If press attention is so significant, Washington would not have lost the Senators twice and a pro soccer franchise with each sunset. Rasslin' and bowling would not thrive. We're a journalism hybrid, part just-the-facts-lady fire chasers and part theater critic, very often more objective about sport than the deep thinkers who frequently invade our turf.

Basketball somehow survived the dedicated apathy of Washington's most celebrated columnist, Shirley Povich, and classiest reporter, Dave Brady. During their eight years, whenever the urge to watch the Capitals has hit, I've usually managed to fight it off. Pollin believes that disgusting; I've called it benign neglect.

Since being burned by soccer in the late '60s, we've been more skeptical of new sports and franchises. Every paper, and there were three then, devoted a sinful amount of space to explaining the world's passion, to introducing these new Whips who soon would surely grab area hearts almost as tightly as the Redskins. When half of RFK Stadium was empty for their first game, we sensed impending doom. Properly, we've been reluctant to sell a sport since. Once shown, though, we can caress a team--say, Pollin's NBA champs of four years ago or an ordinary horde of Redskins, with near-suffocating affection.
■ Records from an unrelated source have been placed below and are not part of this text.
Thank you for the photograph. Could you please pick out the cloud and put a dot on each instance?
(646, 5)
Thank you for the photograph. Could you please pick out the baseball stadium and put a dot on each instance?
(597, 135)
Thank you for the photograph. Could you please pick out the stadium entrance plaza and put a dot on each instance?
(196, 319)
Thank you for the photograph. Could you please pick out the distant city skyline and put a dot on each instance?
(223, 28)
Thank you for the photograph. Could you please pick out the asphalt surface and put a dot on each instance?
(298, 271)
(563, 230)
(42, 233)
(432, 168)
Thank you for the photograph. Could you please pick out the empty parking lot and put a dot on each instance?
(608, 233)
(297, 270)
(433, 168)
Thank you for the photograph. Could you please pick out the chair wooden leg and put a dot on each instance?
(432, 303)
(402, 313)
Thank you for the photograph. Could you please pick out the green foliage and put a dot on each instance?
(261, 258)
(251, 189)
The Post's Gang of 13 in Los Angeles in '73 for Dolphins 14, Redskins 7 still holds the transcontinental record for Super Bowl overkill (with a staff of 17 for Super Bowl 15, a Philly paper no longer alive set the record east of the Mississippi).

Many owners and coaches can't grasp the fact that reporters can be fans without being cheerleaders. Pollin has made that crowd larger, although anyone who has lost $20 million in eight years hardly can be expected to act rationally. But how can he demand massive support for the Capitals without offering reasons why they won't be as sad as always?

And shouldn't those involved in smaller businesses, whose existence also might well hinge on a drastic reduction in amusement tax, be offended if Prince George's County yields to Pollin?

To his four-point program for the Capitals' survival, a reasonable person might counter with a two-point program of his own before buying a ticket: make a major trade and put somebody who knows hockey in full charge. If faith and charity fail to sell, maybe that will happen.

Still, spirits seemed bright at the phone bank at Caps Central yesterday, at least when I ordered two tickets for the Canadiens' game. Just an ol' sporting softie, Abe.